The vet saw her at 4 1/2 months and thought we had or were told the age wrong and she was older till I gave him the vet book from the breeder stating her date of birth, and said she was going to grow to a massive size.

They say to go by paws when they are puppies as well - have no idea if that is true or rubbish - hers are massive. The palm of my own hand is hardly any bigger.

And I see a lot about european restriction past 24" for showing, I don't know about it - but I will say my breeder said one of the other littler mates was going to be shown and he was bigger than my girl so Id presume he is at least matching my girls height and exceed the 24" - so don't know if he's going into a different thing or what, that's the UK if anyone knows about that

I know she''l just grow to whatever size she grows, and she's big as it is, but it's nice to have an idea and see what other peoples standards were & are.


----------



## canil_quindim (Feb 22, 2009)

*how much will grow*

im a breeder of standards, and is hard for me to tell what size will be my puppies

some will grow to 10-11 months old and then just fill in body (the ones who grown till this age are the biggest ones)
another ones will stop growing at 7 months old and then just fill in body (those are the smallest ones)

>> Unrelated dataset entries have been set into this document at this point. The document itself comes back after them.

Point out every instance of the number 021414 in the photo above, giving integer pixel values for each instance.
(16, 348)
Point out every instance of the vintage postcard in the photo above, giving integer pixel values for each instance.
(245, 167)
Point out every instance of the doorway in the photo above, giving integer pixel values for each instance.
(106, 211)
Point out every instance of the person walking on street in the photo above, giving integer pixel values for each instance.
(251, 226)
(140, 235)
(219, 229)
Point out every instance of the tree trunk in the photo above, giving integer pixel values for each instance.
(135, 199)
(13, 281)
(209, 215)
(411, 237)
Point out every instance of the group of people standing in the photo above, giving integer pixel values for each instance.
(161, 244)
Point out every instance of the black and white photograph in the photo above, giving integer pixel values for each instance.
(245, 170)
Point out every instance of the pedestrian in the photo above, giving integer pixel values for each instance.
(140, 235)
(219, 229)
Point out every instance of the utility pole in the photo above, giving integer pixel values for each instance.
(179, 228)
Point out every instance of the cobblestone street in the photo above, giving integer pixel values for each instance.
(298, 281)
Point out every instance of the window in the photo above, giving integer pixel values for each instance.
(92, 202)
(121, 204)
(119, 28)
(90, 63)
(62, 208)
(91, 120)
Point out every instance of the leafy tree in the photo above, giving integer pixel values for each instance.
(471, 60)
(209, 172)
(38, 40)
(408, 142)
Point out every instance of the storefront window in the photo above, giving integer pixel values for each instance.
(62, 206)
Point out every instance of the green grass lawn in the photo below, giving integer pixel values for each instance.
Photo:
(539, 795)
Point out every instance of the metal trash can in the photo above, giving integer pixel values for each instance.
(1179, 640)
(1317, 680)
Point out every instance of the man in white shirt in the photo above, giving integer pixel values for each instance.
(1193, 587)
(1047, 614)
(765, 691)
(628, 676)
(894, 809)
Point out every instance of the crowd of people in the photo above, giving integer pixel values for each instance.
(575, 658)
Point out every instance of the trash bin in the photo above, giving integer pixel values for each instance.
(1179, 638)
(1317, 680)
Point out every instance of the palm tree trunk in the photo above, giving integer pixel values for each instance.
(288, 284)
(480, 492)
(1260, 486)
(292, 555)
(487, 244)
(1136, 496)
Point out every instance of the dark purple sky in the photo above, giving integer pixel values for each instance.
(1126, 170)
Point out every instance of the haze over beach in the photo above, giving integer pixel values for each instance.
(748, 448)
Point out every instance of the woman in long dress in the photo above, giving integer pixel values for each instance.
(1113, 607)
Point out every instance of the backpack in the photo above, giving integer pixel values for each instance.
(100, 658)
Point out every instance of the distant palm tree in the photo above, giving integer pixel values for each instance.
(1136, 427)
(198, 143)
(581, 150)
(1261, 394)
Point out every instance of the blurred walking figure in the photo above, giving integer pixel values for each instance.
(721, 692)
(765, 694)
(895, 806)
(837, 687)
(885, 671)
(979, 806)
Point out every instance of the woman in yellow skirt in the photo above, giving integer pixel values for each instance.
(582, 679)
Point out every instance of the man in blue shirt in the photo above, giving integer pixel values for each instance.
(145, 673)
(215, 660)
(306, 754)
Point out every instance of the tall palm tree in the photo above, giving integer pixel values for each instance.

i have just imported a poodle male from USA (im from Brazil), couse my male puppies are getting wey too huge 27' - 28', thats realy huge for us here in Brazil, couse we follow FCI rules about sizes.

so my new boy is from a kennel that breeds smaller size standards, they have imported moyen poodles from Europa to breed to their small size standard females

so my new puppy is 5 months old (made yesterday) he is 15'78 and 18lbs, breeder says he is going to reach 19'-20' (that would be perfect for what i need) but he seems so petit!

i realy would love to know how much grow he still has to do

his dad is from russia, all medium poodles ranging from 17'-18' tall
and mom´s side have standards and mediums from germany, ranging from 17' to 22'


----------



## Tiny Poodles (Jun 20, 2013)

My formula for Tpoo adult weight is double the weight at 16 weeks, plus half to one pound.


Sent from Petguide.com Free App


----------



## 24953 (Oct 27, 2013)

Tiny Poodles said:


> My formula for Tpoo adult weight is double the weight at 16 weeks, plus half to one pound.
> 
> 
> Sent from Petguide.com Free App


I seen a similar thing for standards somewhere else - to double the weight from 4 months old can't remember if it said about the extra added on


----------



## Tiny Poodles (Jun 20, 2013)

Lilly said:


> I seen a similar thing for standards somewhere else - to double the weight from 4 months old can't remember if it said about the extra added on


Well if it did say that, I would guess it would be more like add 5-10 pounds - but perhaps somebody better in math then I could figure that out more precisely!


Sent from Petguide.com Free App


----------